Dans tous les troubles sexuels, il est primordial de tenir compte de la dynamique du couple dont la détérioration est un facteur de pérennisation ou de sa récidive et, inversement, sa pérennisation ou sa récidive aura un impact négatif sur le couple12.

Les principaux motifs amenant à une prise en charge en sexothérapie sont13 14:

  • Les troubles du désir.
  • Les difficultés érectiles.
  • Les rapports douloureux : dyspareunie, vaginisme.
  • L’éjaculation précoce ou la difficulté à éjaculer.
  • Les troubles du plaisir : difficultés orgasmiques, absence de plaisir.
  • Les difficultés de communication avec son partenaire concernant un problème sexuel.

Le modèle de Masters et Johnson

Ce modèle considère le couple comme une entité unique et c’est à cette entité que le traitement sexothérapique s'intéresse15.

Chaque partenaire doit apprendre et apprendre à faciliter le comportement sexuel de l’autre. La prise en charge est spécifiquement axée sur le trouble et comporte un temps initial de développement de la communication sur la sexualité au sein du couple (attentes de l’un et de l’autre, ressenti et vécu, etc.).

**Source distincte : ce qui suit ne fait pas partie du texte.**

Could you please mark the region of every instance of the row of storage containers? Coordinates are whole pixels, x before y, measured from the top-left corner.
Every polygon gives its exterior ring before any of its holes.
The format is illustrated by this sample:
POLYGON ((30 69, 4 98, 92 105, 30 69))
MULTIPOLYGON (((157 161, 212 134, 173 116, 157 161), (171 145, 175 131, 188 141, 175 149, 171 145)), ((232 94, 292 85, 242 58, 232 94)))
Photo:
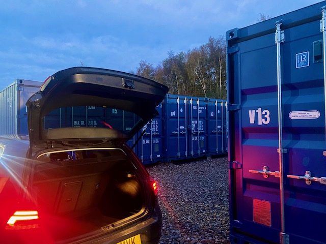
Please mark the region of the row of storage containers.
MULTIPOLYGON (((28 136, 25 104, 41 84, 17 79, 0 93, 0 112, 5 115, 1 135, 28 136)), ((135 144, 133 149, 144 164, 226 154, 226 105, 224 100, 168 94, 157 107, 158 115, 127 143, 135 144)), ((138 119, 112 108, 66 107, 49 113, 44 127, 105 127, 108 121, 115 129, 128 131, 138 119)))
POLYGON ((325 244, 326 1, 226 41, 230 242, 325 244))
POLYGON ((225 100, 168 94, 159 115, 134 137, 141 137, 135 152, 144 164, 226 154, 226 106, 225 100))

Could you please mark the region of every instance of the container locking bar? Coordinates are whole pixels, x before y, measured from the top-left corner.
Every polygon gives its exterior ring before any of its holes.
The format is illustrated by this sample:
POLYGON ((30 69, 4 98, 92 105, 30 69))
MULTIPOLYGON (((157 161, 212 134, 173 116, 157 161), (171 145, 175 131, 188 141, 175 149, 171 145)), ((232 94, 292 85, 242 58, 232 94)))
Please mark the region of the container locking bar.
MULTIPOLYGON (((321 8, 322 17, 320 20, 320 32, 322 33, 323 57, 324 69, 324 96, 325 99, 325 119, 326 119, 326 6, 321 8)), ((325 140, 326 140, 326 120, 325 122, 325 140)))
POLYGON ((326 185, 326 177, 317 177, 311 176, 311 173, 309 171, 306 171, 305 175, 292 175, 291 174, 287 175, 288 178, 292 178, 292 179, 304 179, 306 180, 307 185, 311 185, 311 181, 318 181, 321 184, 326 185))
POLYGON ((268 178, 269 175, 274 175, 278 178, 280 177, 280 172, 279 171, 270 171, 268 170, 267 166, 264 166, 262 170, 249 170, 249 173, 254 174, 262 174, 264 178, 268 178))

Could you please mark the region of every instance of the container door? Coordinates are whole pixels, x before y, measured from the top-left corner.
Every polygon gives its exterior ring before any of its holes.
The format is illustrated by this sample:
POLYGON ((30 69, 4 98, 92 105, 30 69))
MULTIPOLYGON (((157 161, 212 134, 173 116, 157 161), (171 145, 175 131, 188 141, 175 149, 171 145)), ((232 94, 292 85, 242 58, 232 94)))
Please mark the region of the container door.
POLYGON ((177 160, 187 157, 187 100, 185 97, 167 96, 165 144, 167 158, 177 160))
POLYGON ((211 99, 208 102, 208 147, 210 155, 222 153, 222 106, 221 100, 211 99))
POLYGON ((188 114, 189 127, 191 128, 189 136, 190 155, 198 157, 204 156, 207 150, 207 106, 203 99, 191 98, 189 100, 190 108, 188 114))
POLYGON ((326 242, 321 4, 227 33, 232 243, 326 242))
POLYGON ((286 29, 285 40, 292 39, 282 44, 283 62, 291 64, 284 71, 282 91, 285 232, 291 243, 326 243, 325 45, 320 29, 319 20, 286 29))

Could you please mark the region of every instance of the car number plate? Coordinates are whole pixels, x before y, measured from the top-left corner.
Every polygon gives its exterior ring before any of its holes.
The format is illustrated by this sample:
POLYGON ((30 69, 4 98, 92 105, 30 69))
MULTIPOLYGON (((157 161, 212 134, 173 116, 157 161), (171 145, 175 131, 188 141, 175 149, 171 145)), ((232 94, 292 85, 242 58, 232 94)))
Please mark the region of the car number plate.
POLYGON ((117 244, 142 244, 141 235, 138 234, 137 235, 126 239, 117 244))

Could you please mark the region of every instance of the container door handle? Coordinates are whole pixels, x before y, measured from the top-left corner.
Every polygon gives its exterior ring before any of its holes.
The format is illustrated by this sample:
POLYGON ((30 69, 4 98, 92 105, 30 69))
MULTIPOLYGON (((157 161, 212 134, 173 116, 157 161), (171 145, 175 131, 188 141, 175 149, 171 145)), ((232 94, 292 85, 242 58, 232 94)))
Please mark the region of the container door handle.
POLYGON ((249 173, 254 174, 262 174, 264 178, 268 178, 269 175, 274 175, 275 177, 280 177, 279 171, 270 171, 267 166, 264 166, 262 170, 249 170, 249 173))
POLYGON ((326 185, 326 177, 312 177, 310 171, 306 171, 305 175, 292 175, 291 174, 287 175, 288 178, 292 178, 292 179, 304 179, 306 180, 307 185, 311 184, 311 181, 318 181, 321 184, 326 185))

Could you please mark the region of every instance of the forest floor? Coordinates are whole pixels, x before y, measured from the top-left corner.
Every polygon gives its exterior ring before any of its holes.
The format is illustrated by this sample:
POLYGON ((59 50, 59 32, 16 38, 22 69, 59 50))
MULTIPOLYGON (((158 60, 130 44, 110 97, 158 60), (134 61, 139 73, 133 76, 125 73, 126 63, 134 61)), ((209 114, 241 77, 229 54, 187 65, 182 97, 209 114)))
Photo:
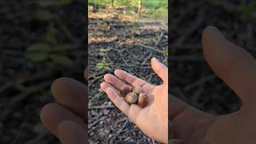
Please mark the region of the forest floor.
POLYGON ((39 117, 42 106, 54 102, 51 83, 60 77, 85 83, 84 1, 49 6, 36 2, 0 2, 2 144, 59 143, 39 117), (30 51, 31 46, 38 51, 30 51))
POLYGON ((239 5, 234 1, 214 2, 180 0, 171 4, 170 92, 200 110, 224 114, 237 110, 241 103, 206 62, 202 32, 207 26, 217 26, 226 38, 256 56, 256 23, 253 14, 245 18, 236 10, 239 5))
POLYGON ((90 143, 158 143, 144 135, 100 90, 104 74, 116 69, 159 84, 150 59, 156 57, 167 64, 167 26, 154 21, 139 22, 125 10, 105 7, 89 13, 90 143))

Le deuxième temps de la sexothérapie est comportemental, centré sur des interactions sensuelles. Les consignes sont précises et comprennent des tâches comportementales et des tâches de communication corporelle (caresses, écoute de l’autre, etc.). Les attendus de ce travail sont16 :

  • La sortie du non-dit quant à leurs désirs et leurs émotions sensuelles et sexuelles, notamment la peur de dévoiler ses peurs face à l’autre (être jugé, ne pas être désiré, se sentir ridicule, etc.).Inversement, on peut aussi souligner l’importance de pouvoir dire son absence de désir de faire l’amour à un moment donné sans avoir peur de contrarier l’autre.
  • La disparition de la peur de l’échec.
  • Instituer chaque partenaire en tant qu’acteur de sa propre sexualité et non plus comme observateur passif.

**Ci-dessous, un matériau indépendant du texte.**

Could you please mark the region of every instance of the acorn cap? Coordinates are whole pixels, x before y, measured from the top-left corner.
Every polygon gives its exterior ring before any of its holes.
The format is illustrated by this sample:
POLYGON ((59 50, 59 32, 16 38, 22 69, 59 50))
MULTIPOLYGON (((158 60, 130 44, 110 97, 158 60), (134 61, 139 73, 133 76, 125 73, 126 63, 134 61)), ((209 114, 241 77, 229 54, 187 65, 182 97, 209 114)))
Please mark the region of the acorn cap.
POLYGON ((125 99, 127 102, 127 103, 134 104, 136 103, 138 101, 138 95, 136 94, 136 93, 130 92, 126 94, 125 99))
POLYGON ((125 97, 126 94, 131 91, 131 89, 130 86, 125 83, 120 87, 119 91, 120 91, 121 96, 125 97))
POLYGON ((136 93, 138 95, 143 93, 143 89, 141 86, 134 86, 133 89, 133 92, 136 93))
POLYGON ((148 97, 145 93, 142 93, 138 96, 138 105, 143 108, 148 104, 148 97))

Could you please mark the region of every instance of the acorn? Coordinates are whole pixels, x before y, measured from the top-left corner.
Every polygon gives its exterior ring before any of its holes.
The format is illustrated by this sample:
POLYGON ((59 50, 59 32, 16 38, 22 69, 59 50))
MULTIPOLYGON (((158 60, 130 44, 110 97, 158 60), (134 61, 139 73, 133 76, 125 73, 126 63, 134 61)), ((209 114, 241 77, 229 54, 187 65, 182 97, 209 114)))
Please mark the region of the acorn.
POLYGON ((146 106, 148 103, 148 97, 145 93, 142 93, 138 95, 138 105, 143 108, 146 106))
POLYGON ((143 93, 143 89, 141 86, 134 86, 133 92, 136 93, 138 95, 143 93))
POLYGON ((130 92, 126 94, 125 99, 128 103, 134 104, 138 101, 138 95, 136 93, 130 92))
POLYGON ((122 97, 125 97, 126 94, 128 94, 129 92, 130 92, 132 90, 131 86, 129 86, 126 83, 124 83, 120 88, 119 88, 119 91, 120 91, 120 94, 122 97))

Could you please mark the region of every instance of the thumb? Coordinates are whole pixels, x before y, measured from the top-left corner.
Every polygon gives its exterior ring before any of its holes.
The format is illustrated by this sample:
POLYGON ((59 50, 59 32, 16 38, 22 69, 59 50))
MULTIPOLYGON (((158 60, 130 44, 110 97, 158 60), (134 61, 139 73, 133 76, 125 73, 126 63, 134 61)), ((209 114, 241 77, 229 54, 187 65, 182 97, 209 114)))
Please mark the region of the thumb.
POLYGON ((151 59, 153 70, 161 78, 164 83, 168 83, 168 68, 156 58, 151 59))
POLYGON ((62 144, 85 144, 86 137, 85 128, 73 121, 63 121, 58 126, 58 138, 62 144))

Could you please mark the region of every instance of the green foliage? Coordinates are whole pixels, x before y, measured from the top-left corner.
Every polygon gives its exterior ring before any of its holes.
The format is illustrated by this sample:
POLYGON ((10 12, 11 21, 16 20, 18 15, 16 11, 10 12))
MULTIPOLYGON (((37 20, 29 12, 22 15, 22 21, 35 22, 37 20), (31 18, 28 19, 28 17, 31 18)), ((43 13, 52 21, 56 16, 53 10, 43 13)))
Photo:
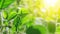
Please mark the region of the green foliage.
POLYGON ((26 34, 47 34, 47 30, 41 25, 35 25, 27 28, 26 34))
POLYGON ((55 33, 55 31, 56 31, 56 24, 54 22, 48 22, 48 31, 50 33, 55 33))
POLYGON ((4 8, 8 7, 14 1, 15 0, 0 0, 0 9, 4 9, 4 8))

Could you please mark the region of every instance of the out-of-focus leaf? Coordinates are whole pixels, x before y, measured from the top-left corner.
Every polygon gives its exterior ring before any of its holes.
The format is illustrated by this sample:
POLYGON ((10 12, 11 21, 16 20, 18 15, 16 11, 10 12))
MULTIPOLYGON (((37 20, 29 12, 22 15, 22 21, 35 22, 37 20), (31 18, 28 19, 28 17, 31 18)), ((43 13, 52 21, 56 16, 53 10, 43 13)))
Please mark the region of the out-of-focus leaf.
POLYGON ((18 26, 20 26, 21 24, 21 20, 20 17, 17 15, 16 18, 14 19, 14 26, 16 27, 16 29, 18 28, 18 26))
POLYGON ((6 19, 6 18, 7 18, 7 16, 8 16, 8 13, 7 13, 6 11, 4 11, 2 14, 3 14, 3 18, 5 18, 5 19, 6 19))
POLYGON ((56 31, 56 24, 54 22, 49 22, 48 23, 48 31, 50 33, 55 33, 55 31, 56 31))
POLYGON ((22 12, 23 14, 29 13, 29 11, 28 11, 27 9, 25 9, 25 8, 21 8, 18 13, 21 14, 21 12, 22 12))
POLYGON ((8 7, 15 0, 0 0, 0 9, 8 7))
POLYGON ((32 18, 33 18, 33 15, 32 14, 28 14, 23 19, 21 19, 22 20, 22 24, 28 23, 32 18))
POLYGON ((43 26, 36 25, 27 28, 26 34, 47 34, 47 30, 43 26))
POLYGON ((8 15, 8 20, 13 19, 14 17, 16 17, 17 13, 16 12, 10 12, 10 14, 8 15))

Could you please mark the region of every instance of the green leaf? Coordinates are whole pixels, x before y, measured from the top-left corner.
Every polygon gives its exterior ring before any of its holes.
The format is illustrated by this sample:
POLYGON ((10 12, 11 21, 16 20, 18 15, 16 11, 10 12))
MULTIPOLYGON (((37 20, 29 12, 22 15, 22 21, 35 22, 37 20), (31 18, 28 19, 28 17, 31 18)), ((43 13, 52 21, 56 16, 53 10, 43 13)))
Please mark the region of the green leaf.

Communication verbale et corporelle : le Sensate Focus

Le Sensate Focus est une technique de base pour la communication à la fois verbale et corporelle17.

Il consiste en une prescription d’échanges et de caresses réciproques associée à une interdiction de la pénétration tant que les objectifs des différentes étapes progressives ne sont pas remplis, c’est-à-dire réalisée et assimilées par les deux membres :

  • Étape 1 : caresses réciproques sur tout le corps à l’exception des zones érogènes (organes génitaux mais aussi seins, aisselles, face interne des cuisses, etc.).
  • Étape 2 : caresses réciproques sur tout le corps incluant les zones érogènes mais pas les zones génitales.
  • Étape 3 : caresses réciproques sur tout le corps y compris zones érogènes et génitales, avec autorisation de la masturbation réciproque et de la jouissance orgasmique.
  • Étape 4 : caresses réciproques sur tout le corps, les zones érogènes et génitales, masturbation, orgasme et rapport avec pénétration.

Les premières étapes permettent de ne plus être focalisé sur la pénétration, l’éjaculation et sur l’obtention d’un orgasme. Elles permettent ainsi de s’approprier une sexualité libérée de l’anxiété d’anticipation d’un échec, qu’il s’agisse d’un trouble ou de l’éjaculation ou d’une difficulté orgasmique. Le couple se recentre sur son désir et son plaisir sensuel au présent des sensations et des perceptions.

Une étape est considérée comme assimilée lorsque les échanges verbaux et corporels sont synchronisés, qu’une intimité satisfaisante est rétablie, que l’attention à l’autre est présente et que le plaisir de l’un est ressenti ou également un plaisir pour l’autre.

Chaque étape peut être assortie de prescriptions spécifiques.

Un exemple de technique comportementale : le Squeeze

Dans le cadre de la sexothérapie, la technique du Squeeze est un traitement comportemental de l’éjaculation prématurée et vise au patient à rééduquer son réflexe éjaculatoire.

Le principe repose sur l’aide active de la partenaire et sur la passivité de l’homme18 :

  • L’homme est allongé sur le dos, passif et focalisé sur les sensations érotiques.
  • Sa partenaire est à genou ou assises face à lui entre ses jambes et caresse le pénis.
  • Lorsque le plaisir ressenti par l’homme atteint le moment qui précède l’éjaculation (point dit de non-retour ou phase dite pré-orgasmique), il le fait savoir à sa compagne par un geste convenu entre eux de façon à rester au mieux focalisé sur les sensations corporelles ressenties.
  • La femme comprime alors fortement le gland avec son pouce sur le frein (unissant le gland au corps du pénis à sa face inférieur) ce qui pour effet d’inhiber la survenue réflexe de l’éjaculation.
  • Cette compression n’est pas douloureuse.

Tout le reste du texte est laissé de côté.